This allows drawing a render task where the allocated space in
the surface cache is smaller than the required size if we were
to draw the complete contents of a render task.
The primary motivation of this task is to fix some existing bugs.
Specifically, if an off-screen render task is intersecting with
the main screen rect, we would only allocate enough space in the
surface cache texture for the visible portion. Then, the render
task would be drawn, and in some cases could extend outside the
bounds of the allocated rect for the task. This can result in
image corruption - for instance, a long scrolling region which
is drawn to an off-screen target (due to a filter) could draw
outside its region, affecting other tasks in the same surface
cache texture layer.
A second motivation is as a performance and power saving optimization.
In the future, we may want to render and cache "tiles" that can be
cached and provided to the OS compositor interfaces, to avoid work
during scrolling.
Finally, the implementation also contains the infrastructure necessary
to enable us to completely skip texture-cache sub-render tasks when
a frame is re-rendered, which is a performance gain in some cases.
To achieve this:
* Instead of one alpha-batcher per target, there is one per render task.
* Each alpha-batcher tracks the task-relative, screen-space bounding
rect of primitives added to it.
* Once each alpha-batcher is complete, we check if the allocated rect
for this task completely contains the combined bounding rect of the
primitives inside it.
* If it *does* contain it (common case) then we run a batch merging
step where this set of batches is merged with any other alpha batch
tasks that are also self-contained. This merging step can be very
simple, since we know there is no overlap ordering constraints.

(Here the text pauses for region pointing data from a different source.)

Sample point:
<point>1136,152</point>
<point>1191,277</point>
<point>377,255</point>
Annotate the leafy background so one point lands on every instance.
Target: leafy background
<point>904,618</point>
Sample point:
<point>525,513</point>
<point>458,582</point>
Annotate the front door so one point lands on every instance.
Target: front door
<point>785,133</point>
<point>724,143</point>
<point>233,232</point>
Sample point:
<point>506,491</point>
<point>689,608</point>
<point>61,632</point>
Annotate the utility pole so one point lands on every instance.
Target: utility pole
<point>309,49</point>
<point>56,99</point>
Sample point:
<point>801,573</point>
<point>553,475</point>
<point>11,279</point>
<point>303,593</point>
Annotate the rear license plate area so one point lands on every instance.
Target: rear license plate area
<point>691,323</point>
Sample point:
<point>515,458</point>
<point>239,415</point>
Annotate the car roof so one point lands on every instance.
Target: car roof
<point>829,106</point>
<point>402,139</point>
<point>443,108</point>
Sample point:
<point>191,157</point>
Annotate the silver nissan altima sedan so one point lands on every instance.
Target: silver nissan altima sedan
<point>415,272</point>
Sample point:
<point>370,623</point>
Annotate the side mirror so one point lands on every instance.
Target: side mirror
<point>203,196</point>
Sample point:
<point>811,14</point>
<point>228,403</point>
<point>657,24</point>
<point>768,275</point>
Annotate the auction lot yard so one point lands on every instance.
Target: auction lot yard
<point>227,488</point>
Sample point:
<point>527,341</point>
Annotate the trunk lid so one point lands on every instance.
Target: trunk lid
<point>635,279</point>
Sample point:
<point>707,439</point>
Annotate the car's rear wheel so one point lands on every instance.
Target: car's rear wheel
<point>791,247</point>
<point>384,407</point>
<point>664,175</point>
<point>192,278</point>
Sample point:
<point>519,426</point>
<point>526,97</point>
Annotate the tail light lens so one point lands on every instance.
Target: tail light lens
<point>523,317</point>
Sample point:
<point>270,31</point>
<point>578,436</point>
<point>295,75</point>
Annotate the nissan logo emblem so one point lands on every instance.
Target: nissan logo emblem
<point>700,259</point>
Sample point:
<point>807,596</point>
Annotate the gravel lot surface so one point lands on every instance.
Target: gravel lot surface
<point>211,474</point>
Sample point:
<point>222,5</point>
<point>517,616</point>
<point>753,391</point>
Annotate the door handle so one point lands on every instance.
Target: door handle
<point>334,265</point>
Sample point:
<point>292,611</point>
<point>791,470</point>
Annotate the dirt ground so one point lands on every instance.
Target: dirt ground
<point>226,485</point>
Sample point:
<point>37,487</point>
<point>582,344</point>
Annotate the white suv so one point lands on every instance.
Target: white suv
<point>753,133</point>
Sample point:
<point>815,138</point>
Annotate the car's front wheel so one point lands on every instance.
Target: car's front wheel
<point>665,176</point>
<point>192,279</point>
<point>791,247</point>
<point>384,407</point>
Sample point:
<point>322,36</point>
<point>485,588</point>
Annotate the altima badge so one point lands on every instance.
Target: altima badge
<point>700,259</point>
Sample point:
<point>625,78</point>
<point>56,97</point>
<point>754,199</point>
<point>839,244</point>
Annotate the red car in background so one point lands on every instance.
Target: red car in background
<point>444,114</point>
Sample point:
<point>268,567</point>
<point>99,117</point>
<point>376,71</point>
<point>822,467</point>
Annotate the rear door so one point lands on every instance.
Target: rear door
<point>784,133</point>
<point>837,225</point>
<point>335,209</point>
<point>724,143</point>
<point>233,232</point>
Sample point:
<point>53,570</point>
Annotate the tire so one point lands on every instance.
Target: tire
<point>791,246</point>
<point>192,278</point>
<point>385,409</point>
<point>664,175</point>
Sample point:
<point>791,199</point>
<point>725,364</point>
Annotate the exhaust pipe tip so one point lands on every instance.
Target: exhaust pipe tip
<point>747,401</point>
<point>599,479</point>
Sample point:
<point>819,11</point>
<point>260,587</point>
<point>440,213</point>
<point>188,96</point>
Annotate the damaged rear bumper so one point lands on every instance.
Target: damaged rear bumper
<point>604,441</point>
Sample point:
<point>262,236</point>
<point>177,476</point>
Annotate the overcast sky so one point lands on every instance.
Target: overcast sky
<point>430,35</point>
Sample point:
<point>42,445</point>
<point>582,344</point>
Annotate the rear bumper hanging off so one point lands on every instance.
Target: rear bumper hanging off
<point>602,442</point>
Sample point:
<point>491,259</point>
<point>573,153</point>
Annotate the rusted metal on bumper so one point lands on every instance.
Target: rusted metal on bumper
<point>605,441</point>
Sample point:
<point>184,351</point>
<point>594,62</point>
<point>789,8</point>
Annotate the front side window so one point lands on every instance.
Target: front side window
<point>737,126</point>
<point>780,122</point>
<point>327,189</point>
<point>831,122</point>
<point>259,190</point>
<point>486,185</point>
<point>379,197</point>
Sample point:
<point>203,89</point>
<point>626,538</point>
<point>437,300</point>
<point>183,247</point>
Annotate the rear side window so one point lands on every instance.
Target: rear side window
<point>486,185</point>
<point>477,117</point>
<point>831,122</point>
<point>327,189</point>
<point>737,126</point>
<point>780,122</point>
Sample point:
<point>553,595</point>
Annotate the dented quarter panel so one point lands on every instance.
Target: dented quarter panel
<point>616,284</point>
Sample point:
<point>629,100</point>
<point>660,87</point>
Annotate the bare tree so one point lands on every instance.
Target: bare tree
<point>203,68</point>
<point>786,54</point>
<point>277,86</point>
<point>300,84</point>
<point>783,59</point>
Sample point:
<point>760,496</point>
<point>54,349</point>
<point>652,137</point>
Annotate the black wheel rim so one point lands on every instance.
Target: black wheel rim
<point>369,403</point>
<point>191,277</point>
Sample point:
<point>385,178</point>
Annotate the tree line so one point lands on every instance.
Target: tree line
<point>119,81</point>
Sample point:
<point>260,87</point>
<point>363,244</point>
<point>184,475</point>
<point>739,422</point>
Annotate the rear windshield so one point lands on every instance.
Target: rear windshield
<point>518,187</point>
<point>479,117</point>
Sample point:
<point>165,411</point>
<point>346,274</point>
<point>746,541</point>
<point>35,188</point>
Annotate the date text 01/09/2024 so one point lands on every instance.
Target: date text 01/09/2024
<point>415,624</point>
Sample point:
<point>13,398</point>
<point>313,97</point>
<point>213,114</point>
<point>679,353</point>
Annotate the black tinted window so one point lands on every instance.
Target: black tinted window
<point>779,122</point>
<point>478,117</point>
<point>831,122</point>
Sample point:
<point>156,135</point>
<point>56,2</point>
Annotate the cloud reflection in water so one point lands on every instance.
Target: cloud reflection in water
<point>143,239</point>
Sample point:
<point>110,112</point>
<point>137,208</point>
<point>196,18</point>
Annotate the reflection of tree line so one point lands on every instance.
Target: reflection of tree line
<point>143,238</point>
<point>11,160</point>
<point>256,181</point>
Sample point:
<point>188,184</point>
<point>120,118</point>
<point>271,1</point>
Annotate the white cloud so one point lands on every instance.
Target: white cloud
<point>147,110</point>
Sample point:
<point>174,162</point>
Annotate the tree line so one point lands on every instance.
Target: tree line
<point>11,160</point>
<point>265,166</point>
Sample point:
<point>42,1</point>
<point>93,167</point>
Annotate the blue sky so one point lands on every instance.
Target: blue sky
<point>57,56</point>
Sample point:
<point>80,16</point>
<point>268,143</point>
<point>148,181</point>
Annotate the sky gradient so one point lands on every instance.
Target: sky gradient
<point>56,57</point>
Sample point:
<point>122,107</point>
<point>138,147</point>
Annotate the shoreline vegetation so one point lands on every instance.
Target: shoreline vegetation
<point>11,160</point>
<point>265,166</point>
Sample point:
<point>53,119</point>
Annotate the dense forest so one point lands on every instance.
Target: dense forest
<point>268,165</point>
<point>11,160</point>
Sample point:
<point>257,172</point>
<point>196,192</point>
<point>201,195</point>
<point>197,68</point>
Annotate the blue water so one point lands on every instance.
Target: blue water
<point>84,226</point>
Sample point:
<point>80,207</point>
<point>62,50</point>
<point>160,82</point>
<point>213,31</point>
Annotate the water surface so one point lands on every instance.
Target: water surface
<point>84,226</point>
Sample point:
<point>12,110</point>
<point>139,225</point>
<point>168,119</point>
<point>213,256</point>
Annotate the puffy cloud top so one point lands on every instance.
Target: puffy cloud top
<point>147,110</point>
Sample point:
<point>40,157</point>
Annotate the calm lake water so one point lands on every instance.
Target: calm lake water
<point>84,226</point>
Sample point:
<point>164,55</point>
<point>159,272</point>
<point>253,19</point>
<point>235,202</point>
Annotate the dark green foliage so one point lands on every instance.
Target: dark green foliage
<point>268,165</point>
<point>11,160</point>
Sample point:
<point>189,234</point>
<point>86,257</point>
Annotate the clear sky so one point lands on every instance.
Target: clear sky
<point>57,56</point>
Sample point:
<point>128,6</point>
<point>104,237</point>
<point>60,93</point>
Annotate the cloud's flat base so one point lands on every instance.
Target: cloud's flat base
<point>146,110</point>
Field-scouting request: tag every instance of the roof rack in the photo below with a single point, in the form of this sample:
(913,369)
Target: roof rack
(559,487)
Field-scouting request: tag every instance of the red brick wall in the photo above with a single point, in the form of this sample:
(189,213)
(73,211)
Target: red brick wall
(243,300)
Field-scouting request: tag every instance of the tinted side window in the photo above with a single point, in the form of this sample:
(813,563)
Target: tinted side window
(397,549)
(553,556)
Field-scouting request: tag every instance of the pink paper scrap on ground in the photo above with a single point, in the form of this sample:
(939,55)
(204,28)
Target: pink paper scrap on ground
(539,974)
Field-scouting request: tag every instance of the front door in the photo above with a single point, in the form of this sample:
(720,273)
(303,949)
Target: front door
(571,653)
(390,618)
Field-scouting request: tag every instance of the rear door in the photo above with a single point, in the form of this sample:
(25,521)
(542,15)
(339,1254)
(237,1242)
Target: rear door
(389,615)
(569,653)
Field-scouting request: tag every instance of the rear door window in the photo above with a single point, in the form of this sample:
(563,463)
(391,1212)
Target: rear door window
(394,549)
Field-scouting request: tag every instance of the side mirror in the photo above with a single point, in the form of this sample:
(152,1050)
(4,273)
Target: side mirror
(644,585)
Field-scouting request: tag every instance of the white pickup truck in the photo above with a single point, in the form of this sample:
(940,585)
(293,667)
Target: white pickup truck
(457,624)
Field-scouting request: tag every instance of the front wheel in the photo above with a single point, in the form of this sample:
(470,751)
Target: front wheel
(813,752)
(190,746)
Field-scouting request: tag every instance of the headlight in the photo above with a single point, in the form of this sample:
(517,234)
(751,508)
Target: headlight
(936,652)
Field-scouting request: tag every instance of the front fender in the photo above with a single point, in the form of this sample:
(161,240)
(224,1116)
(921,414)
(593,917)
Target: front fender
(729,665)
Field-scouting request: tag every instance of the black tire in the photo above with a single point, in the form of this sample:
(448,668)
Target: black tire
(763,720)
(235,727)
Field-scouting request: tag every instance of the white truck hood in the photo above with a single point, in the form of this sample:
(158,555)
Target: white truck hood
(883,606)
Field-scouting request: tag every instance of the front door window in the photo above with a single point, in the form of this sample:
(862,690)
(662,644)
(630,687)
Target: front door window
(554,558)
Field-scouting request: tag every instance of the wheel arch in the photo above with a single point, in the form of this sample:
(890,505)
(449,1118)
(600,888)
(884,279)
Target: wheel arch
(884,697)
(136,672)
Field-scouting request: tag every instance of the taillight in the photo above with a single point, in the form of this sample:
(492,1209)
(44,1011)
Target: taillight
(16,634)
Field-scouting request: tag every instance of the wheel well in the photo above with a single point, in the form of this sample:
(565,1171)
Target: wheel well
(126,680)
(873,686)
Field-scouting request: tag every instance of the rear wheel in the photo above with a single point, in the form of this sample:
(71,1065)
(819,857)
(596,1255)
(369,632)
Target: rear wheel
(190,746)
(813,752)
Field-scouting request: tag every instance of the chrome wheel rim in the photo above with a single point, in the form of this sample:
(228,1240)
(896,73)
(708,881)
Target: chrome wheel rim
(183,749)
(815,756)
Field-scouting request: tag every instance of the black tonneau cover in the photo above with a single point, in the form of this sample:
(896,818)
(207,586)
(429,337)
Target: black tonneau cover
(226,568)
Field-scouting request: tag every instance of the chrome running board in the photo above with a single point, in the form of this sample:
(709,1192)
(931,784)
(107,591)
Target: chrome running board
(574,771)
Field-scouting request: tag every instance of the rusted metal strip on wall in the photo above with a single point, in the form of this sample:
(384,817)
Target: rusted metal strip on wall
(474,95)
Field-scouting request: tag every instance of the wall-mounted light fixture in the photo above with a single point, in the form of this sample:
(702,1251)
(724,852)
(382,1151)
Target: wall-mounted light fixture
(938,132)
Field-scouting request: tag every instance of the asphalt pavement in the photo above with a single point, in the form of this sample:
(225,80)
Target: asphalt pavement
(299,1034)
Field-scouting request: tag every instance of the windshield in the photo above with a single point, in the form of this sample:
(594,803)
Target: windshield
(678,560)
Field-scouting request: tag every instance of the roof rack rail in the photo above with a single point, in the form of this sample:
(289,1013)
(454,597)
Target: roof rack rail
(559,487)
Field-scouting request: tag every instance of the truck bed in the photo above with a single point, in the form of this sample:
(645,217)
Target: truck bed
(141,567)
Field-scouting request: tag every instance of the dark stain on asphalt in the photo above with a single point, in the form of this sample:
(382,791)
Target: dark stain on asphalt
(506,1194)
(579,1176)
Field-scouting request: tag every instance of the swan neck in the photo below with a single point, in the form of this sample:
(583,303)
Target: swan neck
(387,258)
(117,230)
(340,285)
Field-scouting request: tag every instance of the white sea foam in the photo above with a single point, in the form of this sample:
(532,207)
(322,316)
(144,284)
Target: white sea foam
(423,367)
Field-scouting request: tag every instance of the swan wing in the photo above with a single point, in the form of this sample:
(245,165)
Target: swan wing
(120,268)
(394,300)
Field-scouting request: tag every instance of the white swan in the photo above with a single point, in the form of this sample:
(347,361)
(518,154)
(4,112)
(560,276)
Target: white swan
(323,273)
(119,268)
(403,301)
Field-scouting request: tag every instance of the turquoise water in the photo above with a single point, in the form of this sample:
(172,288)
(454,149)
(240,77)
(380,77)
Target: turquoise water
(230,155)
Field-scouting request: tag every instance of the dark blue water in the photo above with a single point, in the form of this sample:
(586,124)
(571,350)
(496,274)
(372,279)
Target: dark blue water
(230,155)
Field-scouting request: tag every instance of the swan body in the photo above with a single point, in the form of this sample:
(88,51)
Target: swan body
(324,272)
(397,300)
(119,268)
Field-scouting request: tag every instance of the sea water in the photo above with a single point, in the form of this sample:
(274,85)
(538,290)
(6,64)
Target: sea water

* If it *doesn't* contain it, then we will submit this set of batches
separately to the merged batch list, applying a scissor rect set to
the size of the render task allocation.
The batching results should be as good or better than previously, except
in the genuine case where this fixes a bug, in which case there may be
a small number of extra draw calls.
Since the batching of each render task is independent, and also only
references read-only shared state, we can easily run each batch creation
task on a worker thread, if profiling shows any benefit to that.